Stem: 77 year old woman had back pain yesterday, and several episodes of feeling faint today. She has not experienced any anterior chest discomfort. On arrival her blood pressure was 110/80 mm Hg, her JVP was 0.5 cm, and there was no leg oedema. Examination of the lungs and heart and abdomen was normal.
+ List the significant findings in the ECG and provide the most likely or important diagnosis
- The rhythm is regular, and the ventricular rate is about 26 beats per minute
- The QRS complexes have a right bundle branch block morphology and left axis deviation is present i.e a bifasicular block is present (1)
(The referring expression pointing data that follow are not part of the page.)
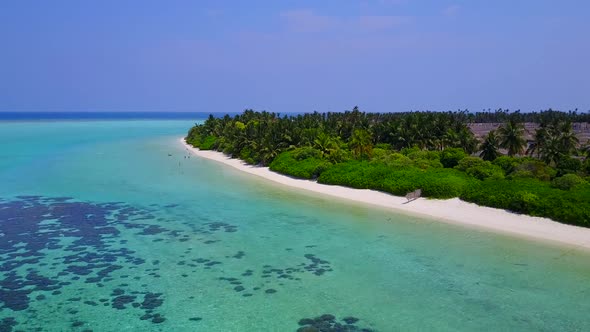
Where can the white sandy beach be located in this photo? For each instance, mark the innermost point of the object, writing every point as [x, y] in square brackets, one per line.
[453, 210]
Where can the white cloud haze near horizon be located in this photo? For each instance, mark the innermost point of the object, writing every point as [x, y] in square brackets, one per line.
[294, 56]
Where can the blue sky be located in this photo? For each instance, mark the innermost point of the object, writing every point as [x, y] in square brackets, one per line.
[294, 56]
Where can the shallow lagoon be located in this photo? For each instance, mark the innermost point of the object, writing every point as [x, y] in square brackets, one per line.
[97, 220]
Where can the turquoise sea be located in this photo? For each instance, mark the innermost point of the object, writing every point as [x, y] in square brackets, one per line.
[108, 225]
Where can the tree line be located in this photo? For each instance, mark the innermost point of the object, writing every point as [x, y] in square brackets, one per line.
[433, 151]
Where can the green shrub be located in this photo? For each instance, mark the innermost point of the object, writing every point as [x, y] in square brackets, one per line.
[506, 163]
[534, 197]
[292, 163]
[567, 181]
[424, 154]
[450, 157]
[383, 146]
[479, 168]
[437, 183]
[534, 167]
[469, 162]
[208, 143]
[568, 165]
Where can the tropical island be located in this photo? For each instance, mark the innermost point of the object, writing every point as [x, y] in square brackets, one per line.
[530, 163]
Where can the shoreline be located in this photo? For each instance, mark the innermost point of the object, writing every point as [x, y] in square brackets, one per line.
[454, 211]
- Each QRS complex is preceded by three P waves, only one of which is conducted. The PR interval of the conducted P waves is constant (at 0.20 seconds). The atrial rate is about 80 beats per minute. The underlying rhythm is sinus rhythm with 3:1 AV block; this is termed advanced 3:1 AV block rather than Type II second degree heart block
- The QT interval is prolonged at 600 msec (2)
- Horizontal ST depression is present in Leads I, II, V4 to V6; sagging ST depression is seen in Lead V3 (3)
- Relevant normal observations: The transition zone is between V2 and V3
- The PR interval of the conducted P waves is at the upper limit of normal; if it was longer than the 0.20 seconds seen in this case the term trifasicular block would be used.
- Measurement of the QT interval is complicated because P waves merge into the end of each T wave. The QT interval is prolonged in both congenital heart block and acquired heart block; this prolongation can lead to the development of torsade de pointes. The QTc in this case (using the Framingham formula for QTc [QTc = QT + 0.154(1-RR) where RR = 60/HR]) is still prolonged at 598 msec.
- These changes raise the possibility of ischaemia
- The patient received an intravenous infusion of isoprenaline to increase the ventricular rate to 50 beats per minute, and had a permanent pacemaker inserted the next day.